As a parent, you may be concerned about how to pay for your child’s college, even from the day they are born. Reviewing the myriad choices available for savings plans can be daunting. After all some of the plans have unusual names. For example, what is a 529 plan and how can it help you help your child?
Saving for the Future
When you need to save for a child’s future educational costs, a 529 plan might work. This tax-advantaged savings plan is designed for just that. Internal Revenue Service Code Section 529 provides the foundation and the name for this financial account. However, plans are typically sponsored by states, state-run agencies, or educational institutions.
Two Types of 529 Plan
There are two basic types of 529 plan:
- Pre-paid tuition plans allow the account holder to buy credits for future tuition and fees at current prices. So, you can pay for some of Junior’s college now instead of waiting for the inevitable price increase. There are limitations, however. For example, prepaid tuition plans generally cannot be used for future room and board at colleges and universities. Other limitations apply, including residency requirements and limited guarantees.
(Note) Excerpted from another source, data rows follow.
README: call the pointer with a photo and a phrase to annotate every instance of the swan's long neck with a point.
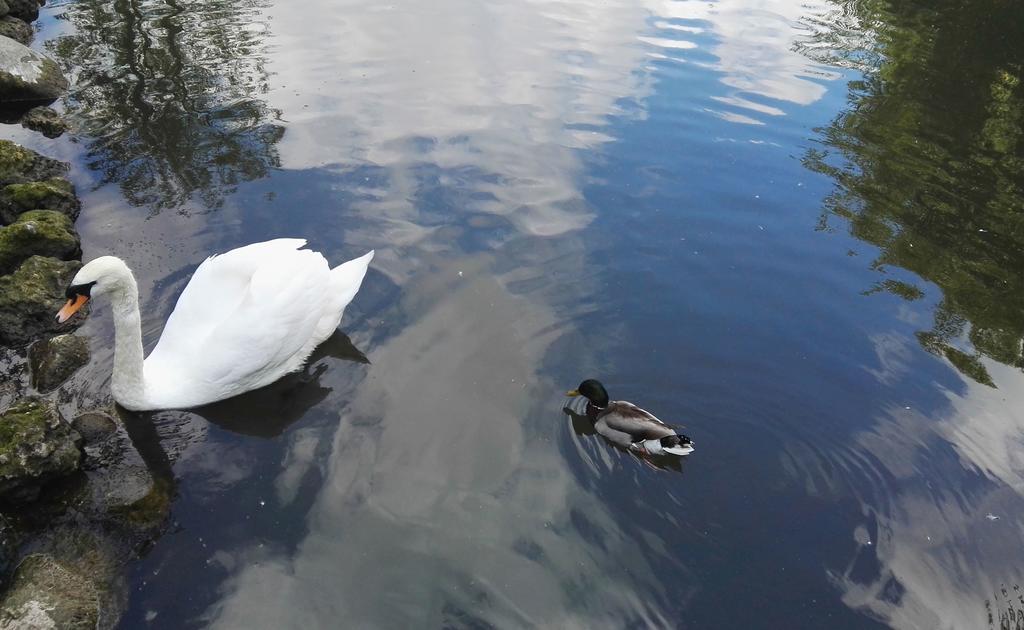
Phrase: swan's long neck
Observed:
(128, 383)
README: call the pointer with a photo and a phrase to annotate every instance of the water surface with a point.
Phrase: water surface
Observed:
(794, 227)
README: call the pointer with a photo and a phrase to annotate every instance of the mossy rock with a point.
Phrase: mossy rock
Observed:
(46, 121)
(42, 233)
(36, 447)
(53, 361)
(31, 297)
(20, 165)
(53, 194)
(47, 593)
(24, 9)
(17, 30)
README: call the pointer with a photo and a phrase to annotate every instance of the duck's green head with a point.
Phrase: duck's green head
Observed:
(593, 390)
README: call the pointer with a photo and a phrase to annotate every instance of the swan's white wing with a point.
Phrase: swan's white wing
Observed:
(265, 336)
(247, 323)
(215, 291)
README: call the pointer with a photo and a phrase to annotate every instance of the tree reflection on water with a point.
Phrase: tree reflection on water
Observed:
(168, 96)
(928, 160)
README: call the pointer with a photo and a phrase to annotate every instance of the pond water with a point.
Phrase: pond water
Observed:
(795, 227)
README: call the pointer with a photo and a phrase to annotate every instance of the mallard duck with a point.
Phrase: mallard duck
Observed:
(246, 319)
(629, 426)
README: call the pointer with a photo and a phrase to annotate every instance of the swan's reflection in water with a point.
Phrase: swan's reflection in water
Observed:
(264, 413)
(268, 411)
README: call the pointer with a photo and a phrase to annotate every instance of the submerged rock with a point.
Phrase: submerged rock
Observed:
(53, 361)
(27, 76)
(48, 594)
(25, 9)
(31, 296)
(54, 194)
(46, 121)
(20, 165)
(43, 233)
(17, 30)
(36, 447)
(94, 427)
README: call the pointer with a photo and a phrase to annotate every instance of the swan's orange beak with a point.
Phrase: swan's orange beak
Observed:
(72, 307)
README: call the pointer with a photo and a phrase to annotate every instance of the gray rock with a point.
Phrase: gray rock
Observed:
(94, 426)
(10, 538)
(25, 9)
(31, 297)
(20, 165)
(42, 233)
(36, 447)
(46, 594)
(17, 30)
(53, 361)
(54, 194)
(27, 76)
(46, 121)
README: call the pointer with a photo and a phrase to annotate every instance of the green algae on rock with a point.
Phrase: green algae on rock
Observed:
(36, 447)
(24, 9)
(53, 361)
(20, 165)
(31, 296)
(43, 233)
(53, 194)
(46, 121)
(17, 30)
(45, 593)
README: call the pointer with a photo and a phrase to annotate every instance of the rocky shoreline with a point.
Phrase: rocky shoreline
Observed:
(77, 500)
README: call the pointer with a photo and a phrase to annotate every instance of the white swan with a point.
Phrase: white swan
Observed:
(247, 318)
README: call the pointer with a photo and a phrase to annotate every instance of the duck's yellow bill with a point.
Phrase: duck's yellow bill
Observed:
(72, 307)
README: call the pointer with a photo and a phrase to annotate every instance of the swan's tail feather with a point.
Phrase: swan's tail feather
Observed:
(345, 282)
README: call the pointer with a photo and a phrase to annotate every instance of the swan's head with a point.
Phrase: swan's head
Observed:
(593, 390)
(103, 275)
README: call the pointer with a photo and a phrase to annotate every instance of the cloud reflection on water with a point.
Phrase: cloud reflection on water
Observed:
(439, 499)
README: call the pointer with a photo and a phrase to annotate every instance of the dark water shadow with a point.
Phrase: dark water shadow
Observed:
(268, 411)
(263, 413)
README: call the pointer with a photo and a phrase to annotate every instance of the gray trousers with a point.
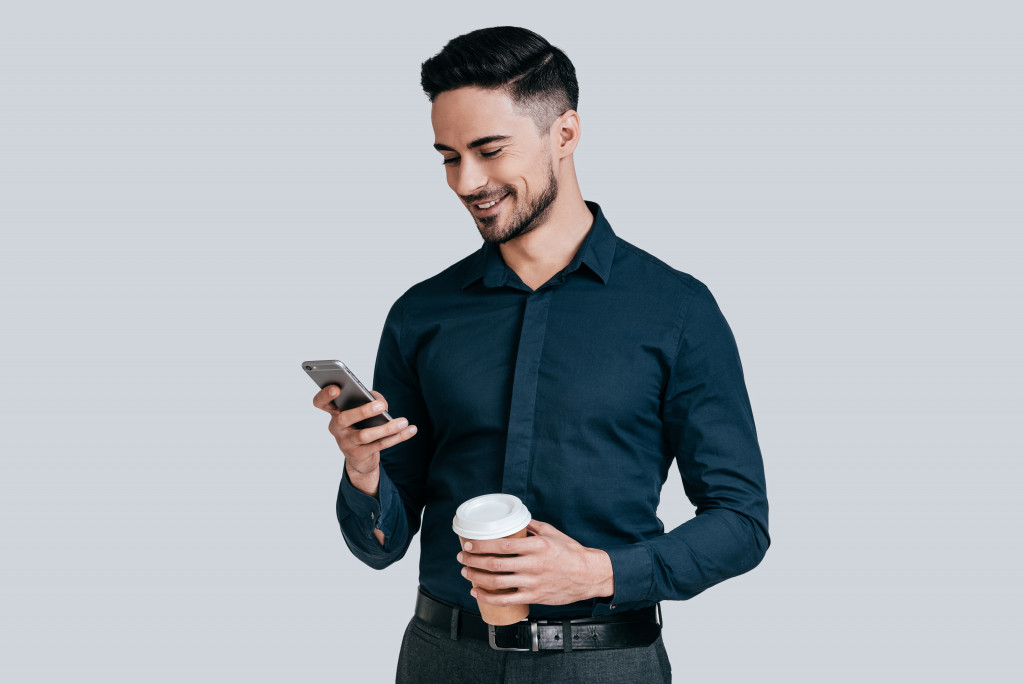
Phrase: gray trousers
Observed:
(429, 655)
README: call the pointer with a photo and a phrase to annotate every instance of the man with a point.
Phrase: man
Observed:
(561, 365)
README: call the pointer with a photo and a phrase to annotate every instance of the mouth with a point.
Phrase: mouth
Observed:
(485, 209)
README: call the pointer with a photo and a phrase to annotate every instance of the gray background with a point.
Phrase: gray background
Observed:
(198, 196)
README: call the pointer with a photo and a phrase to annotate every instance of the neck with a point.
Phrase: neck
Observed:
(550, 247)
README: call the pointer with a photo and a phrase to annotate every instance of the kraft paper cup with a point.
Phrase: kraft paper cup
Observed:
(489, 517)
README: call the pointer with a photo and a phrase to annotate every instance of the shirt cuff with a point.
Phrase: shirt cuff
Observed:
(371, 512)
(633, 571)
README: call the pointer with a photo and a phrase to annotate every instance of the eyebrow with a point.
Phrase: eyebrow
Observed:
(475, 143)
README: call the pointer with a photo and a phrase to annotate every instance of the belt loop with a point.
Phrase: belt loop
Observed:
(455, 623)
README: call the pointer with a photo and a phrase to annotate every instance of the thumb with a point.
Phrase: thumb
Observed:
(544, 528)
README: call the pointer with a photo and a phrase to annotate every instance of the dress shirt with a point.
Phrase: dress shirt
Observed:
(576, 397)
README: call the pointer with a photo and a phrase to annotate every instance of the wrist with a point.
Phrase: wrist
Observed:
(367, 482)
(601, 574)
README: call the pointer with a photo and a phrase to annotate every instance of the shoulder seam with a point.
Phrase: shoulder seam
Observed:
(682, 315)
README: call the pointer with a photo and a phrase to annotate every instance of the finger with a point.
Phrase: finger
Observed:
(324, 399)
(538, 527)
(495, 563)
(381, 444)
(370, 435)
(493, 581)
(378, 395)
(368, 410)
(519, 545)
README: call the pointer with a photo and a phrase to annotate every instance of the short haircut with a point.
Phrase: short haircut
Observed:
(537, 76)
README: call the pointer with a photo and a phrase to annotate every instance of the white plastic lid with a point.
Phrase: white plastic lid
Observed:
(489, 517)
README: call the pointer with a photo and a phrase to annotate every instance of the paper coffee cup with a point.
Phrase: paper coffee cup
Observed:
(489, 517)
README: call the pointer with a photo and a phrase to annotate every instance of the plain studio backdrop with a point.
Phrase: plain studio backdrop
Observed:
(196, 197)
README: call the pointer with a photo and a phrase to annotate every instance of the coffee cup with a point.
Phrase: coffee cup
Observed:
(489, 517)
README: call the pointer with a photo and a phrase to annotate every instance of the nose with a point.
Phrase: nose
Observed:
(467, 177)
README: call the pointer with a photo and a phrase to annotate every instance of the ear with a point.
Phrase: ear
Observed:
(565, 133)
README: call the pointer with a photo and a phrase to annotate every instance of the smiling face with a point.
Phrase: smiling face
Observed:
(496, 161)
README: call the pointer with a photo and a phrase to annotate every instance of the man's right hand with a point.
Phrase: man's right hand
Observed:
(363, 447)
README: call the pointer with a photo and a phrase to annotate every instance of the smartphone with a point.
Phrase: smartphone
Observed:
(353, 393)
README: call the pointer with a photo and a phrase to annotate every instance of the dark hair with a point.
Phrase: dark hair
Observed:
(537, 76)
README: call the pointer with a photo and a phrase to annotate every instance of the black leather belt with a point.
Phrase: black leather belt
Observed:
(626, 630)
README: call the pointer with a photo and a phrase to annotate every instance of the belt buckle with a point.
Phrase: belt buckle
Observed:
(534, 638)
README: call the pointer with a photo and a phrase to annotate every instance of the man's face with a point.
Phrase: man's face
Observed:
(494, 153)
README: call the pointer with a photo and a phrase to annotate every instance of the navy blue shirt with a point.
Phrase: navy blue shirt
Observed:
(576, 397)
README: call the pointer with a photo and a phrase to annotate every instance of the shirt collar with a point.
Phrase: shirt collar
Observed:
(597, 253)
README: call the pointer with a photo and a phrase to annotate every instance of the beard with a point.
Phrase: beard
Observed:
(523, 219)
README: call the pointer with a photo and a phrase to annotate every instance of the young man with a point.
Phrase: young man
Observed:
(561, 365)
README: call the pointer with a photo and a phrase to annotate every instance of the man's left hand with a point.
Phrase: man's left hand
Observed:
(549, 568)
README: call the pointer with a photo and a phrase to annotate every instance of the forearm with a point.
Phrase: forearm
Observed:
(716, 545)
(373, 518)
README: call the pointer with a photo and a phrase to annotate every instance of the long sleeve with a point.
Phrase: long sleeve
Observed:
(710, 427)
(395, 511)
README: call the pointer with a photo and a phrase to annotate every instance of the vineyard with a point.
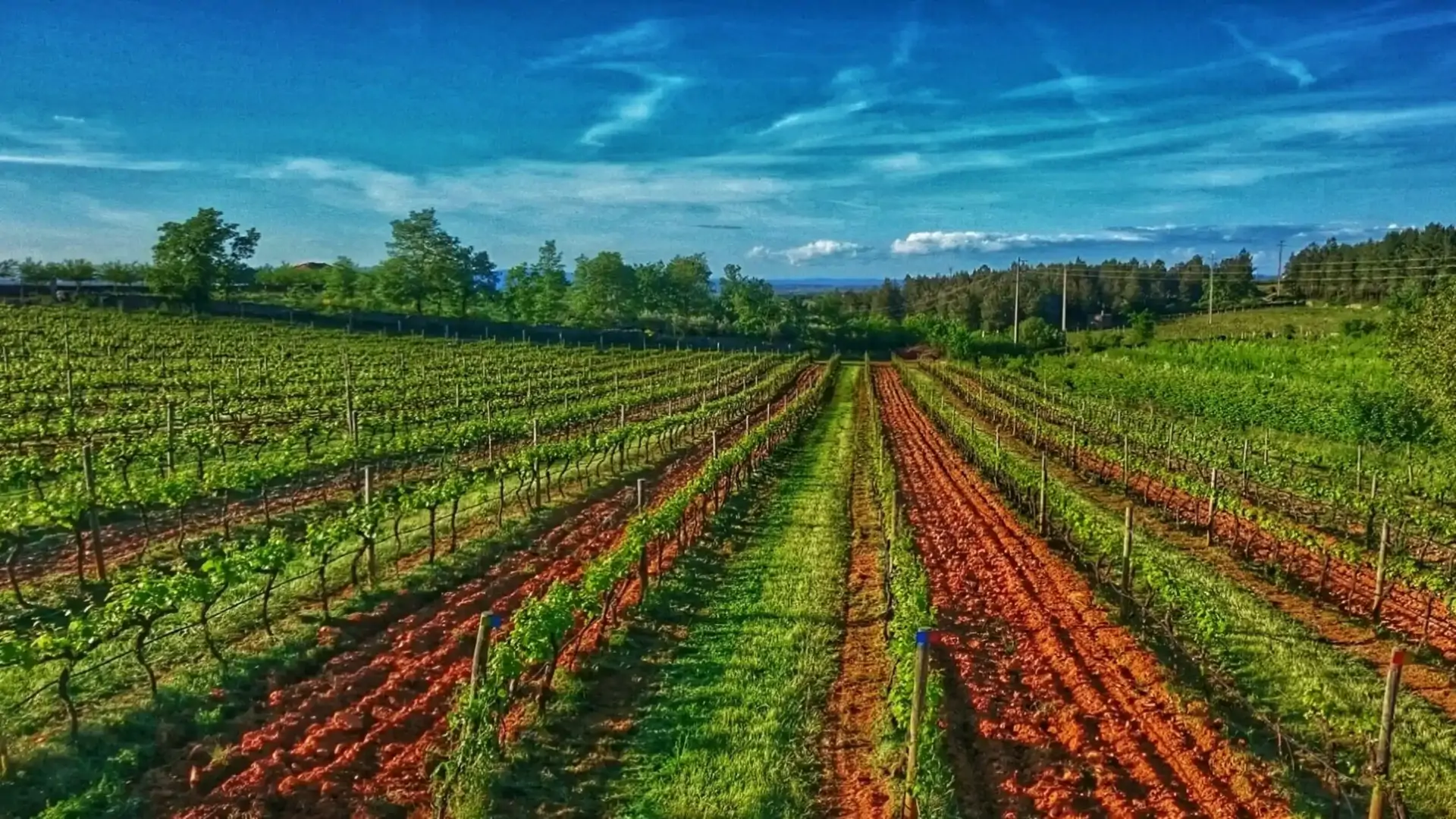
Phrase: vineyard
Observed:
(267, 570)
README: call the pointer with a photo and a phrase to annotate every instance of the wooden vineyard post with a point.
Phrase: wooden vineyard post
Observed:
(1128, 553)
(1382, 749)
(1213, 500)
(1370, 513)
(482, 646)
(91, 510)
(922, 667)
(1244, 480)
(1076, 445)
(1041, 499)
(1379, 570)
(369, 496)
(1126, 452)
(172, 417)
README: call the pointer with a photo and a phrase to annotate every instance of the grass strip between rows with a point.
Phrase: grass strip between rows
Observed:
(1283, 672)
(733, 729)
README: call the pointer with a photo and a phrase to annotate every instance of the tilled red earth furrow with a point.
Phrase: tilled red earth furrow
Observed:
(1068, 714)
(362, 732)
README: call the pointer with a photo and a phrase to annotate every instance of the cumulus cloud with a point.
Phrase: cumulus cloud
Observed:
(808, 253)
(925, 242)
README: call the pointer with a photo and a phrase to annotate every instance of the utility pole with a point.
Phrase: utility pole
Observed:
(1210, 293)
(1015, 311)
(1063, 299)
(1279, 281)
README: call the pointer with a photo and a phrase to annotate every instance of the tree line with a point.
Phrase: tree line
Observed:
(430, 271)
(1401, 267)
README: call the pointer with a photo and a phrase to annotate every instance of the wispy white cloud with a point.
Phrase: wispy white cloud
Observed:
(810, 251)
(851, 93)
(905, 42)
(1350, 123)
(93, 161)
(73, 145)
(638, 39)
(632, 111)
(899, 162)
(927, 242)
(112, 216)
(1293, 67)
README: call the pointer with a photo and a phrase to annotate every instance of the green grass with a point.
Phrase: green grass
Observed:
(731, 729)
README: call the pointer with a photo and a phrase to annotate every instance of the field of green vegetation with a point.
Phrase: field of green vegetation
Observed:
(258, 569)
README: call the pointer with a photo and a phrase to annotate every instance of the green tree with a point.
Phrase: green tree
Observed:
(1420, 349)
(551, 286)
(34, 271)
(341, 281)
(196, 257)
(889, 300)
(121, 273)
(603, 290)
(430, 262)
(484, 275)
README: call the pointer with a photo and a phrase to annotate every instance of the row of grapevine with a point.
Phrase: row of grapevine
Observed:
(1323, 708)
(544, 626)
(910, 611)
(1253, 482)
(242, 573)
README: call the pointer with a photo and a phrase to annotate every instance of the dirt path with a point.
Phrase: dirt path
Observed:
(359, 738)
(1062, 711)
(854, 787)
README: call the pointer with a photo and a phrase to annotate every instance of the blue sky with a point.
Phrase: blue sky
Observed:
(797, 139)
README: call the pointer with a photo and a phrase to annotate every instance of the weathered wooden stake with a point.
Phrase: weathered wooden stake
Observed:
(171, 438)
(1128, 550)
(1041, 499)
(91, 510)
(482, 646)
(1382, 751)
(1213, 500)
(922, 667)
(1379, 570)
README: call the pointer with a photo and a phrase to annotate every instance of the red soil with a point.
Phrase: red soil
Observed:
(363, 733)
(1346, 586)
(1063, 713)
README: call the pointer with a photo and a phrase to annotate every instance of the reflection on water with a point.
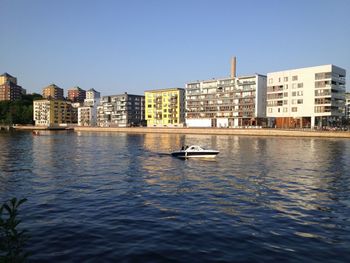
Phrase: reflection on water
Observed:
(115, 196)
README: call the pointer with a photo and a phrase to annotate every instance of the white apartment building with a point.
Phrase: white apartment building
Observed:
(122, 110)
(306, 97)
(52, 113)
(228, 102)
(347, 106)
(87, 114)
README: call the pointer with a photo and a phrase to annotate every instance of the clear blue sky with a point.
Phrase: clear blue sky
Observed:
(117, 46)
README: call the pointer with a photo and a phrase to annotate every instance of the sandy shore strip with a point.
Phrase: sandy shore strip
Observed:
(222, 131)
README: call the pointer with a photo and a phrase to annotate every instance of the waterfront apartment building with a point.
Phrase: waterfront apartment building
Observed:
(9, 90)
(306, 97)
(52, 113)
(347, 106)
(87, 114)
(76, 94)
(165, 107)
(53, 92)
(228, 102)
(123, 110)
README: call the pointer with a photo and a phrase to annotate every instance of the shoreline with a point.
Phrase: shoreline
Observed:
(222, 131)
(201, 131)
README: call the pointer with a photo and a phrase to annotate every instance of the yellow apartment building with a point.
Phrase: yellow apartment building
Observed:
(53, 92)
(165, 107)
(52, 113)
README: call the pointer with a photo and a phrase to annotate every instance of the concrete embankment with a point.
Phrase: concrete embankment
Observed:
(223, 131)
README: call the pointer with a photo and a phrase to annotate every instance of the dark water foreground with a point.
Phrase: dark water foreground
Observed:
(96, 197)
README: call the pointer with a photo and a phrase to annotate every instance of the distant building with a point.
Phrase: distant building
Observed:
(306, 97)
(165, 107)
(347, 105)
(9, 90)
(123, 110)
(76, 94)
(53, 92)
(52, 113)
(87, 114)
(228, 102)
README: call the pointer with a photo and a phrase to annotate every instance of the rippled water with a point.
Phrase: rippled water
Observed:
(112, 197)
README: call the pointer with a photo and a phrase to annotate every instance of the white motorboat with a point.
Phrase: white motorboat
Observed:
(194, 151)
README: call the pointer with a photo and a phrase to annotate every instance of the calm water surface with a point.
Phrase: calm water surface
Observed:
(112, 197)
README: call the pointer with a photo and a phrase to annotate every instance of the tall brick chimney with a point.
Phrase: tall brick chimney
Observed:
(233, 67)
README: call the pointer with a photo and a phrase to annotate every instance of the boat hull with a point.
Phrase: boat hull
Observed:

- Education savings plans provide a way for parents (or other donors) to open investment accounts to pay qualified education expenses for a future student. Tuition, fees, and room and board can be paid with savings plan funds. Withdrawals are not limited to state-run colleges. In addition, money from this plan may be used for public, private, or religious elementary and high schools.
Fees, Expenses, and Returns
Savings plans typically offer some kind of ‘return’ or interest. However, it’s important to remember that fees and expenses paid to open and maintain a 529 plan generally lower the return. Expenses and fees vary from plan to plan, so read the fine print for signing up:
- Prepaid plans generally charge accountholders an application fee and some type of administration fee.
- Education savings plans, like 529s, may charge a few more fees, including some for annual account maintenance, program management, or asset management.
And Taxes, Too
As with expenses and fees, taxes vary also. In some states, contributors may claim a tax deduction for their contributions. However, you may be limited to 529 plans sponsored by your home state.
As for withdrawals, someone who uses the money for qualified education expenses or qualified tuition typically is not charged any federal income tax. However, if the money is used for other unqualified purchases, taxes and penalties may apply.